Heilbrunn Timeline of Art History



  • Yūten’s Dream of Fudō Myōō (Achala–vidyārāja), Meiji period (1868–1912), 1885
    Tsukioka Yoshitoshi (Japanese, 1839–1892)
    Triptych of polychrome woodblock prints; ink and color on paper
    Purchase, Friends of Asian Art Gifts, 2005 (2005.350a–c)

    This print illustrates a legend about Yūten (1637–1718), the thirty-sixth abbot of the Pure Land Buddhist temple Zōjōji, the family temple of the Tokugawa shoguns. While Yūten was struggling as a young novice, he had a vision that led him to the temple Shinshōji in Narita, where he prayed before a statue of the deity Fudō Myōō for aid in becoming a wise monk. He subsequently dreamed that the statue jumped down from its pedestal and made him swallow its sword, an implement Fudō uses to slash through ignorance. When Yūten woke up, he became a formidable debater of Buddhist doctrine. In the center print, the statue of Fudō aims his sword at Yūten, while Fudō’s two attendants witness his supernatural power from the two sides.
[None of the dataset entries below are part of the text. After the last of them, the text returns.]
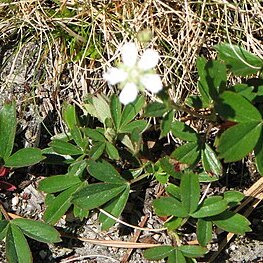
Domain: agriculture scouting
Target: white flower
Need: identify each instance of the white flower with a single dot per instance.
(135, 74)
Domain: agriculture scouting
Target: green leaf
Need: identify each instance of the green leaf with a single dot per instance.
(24, 157)
(236, 142)
(206, 178)
(77, 168)
(212, 79)
(37, 230)
(195, 101)
(80, 213)
(245, 91)
(210, 208)
(7, 129)
(3, 228)
(176, 256)
(65, 148)
(112, 151)
(169, 168)
(115, 108)
(115, 208)
(57, 183)
(188, 153)
(104, 171)
(69, 115)
(97, 150)
(190, 192)
(240, 61)
(166, 123)
(17, 249)
(167, 206)
(259, 154)
(184, 132)
(94, 135)
(161, 177)
(234, 107)
(102, 108)
(131, 110)
(138, 124)
(95, 195)
(155, 109)
(210, 161)
(158, 253)
(60, 204)
(78, 138)
(204, 231)
(192, 251)
(174, 223)
(232, 222)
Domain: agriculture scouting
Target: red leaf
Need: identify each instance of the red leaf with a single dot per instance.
(6, 186)
(4, 171)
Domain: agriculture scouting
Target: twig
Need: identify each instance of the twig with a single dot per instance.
(254, 193)
(134, 239)
(111, 243)
(129, 225)
(5, 214)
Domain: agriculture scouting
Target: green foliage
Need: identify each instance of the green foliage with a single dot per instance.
(17, 248)
(238, 60)
(106, 153)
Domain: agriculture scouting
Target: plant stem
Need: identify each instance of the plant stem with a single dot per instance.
(139, 178)
(179, 107)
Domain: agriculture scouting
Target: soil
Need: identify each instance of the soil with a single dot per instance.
(28, 202)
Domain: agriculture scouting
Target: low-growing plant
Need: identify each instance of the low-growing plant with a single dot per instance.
(104, 149)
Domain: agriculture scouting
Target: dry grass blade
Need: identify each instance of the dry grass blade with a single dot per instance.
(255, 195)
(112, 243)
(134, 239)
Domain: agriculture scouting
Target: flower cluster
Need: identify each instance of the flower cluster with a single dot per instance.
(135, 73)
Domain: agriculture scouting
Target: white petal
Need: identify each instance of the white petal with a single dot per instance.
(129, 93)
(149, 59)
(152, 82)
(115, 75)
(129, 54)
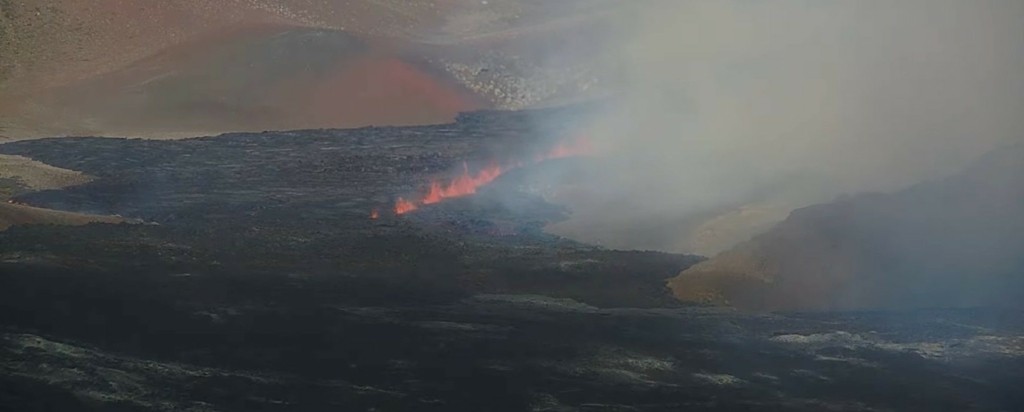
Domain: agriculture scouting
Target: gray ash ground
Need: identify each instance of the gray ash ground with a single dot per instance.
(261, 284)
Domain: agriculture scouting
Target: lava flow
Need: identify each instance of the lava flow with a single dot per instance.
(468, 183)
The episode, which appeared in a kabuki play written by Tsuruya Nanboku (1755–1829) and first performed in 1823, was a popular subject for print artists.

    The date, the artist’s signature “Yoshitoshi” and his seal “Taiso,” as well as the carver’s seal, “Enkatsu,” appear on the left print. The artist’s name, Tsukioka Yonejirō, and the publisher’s name, Akiyama Buemon, appear in a spade-shaped seal in the corner of the right print.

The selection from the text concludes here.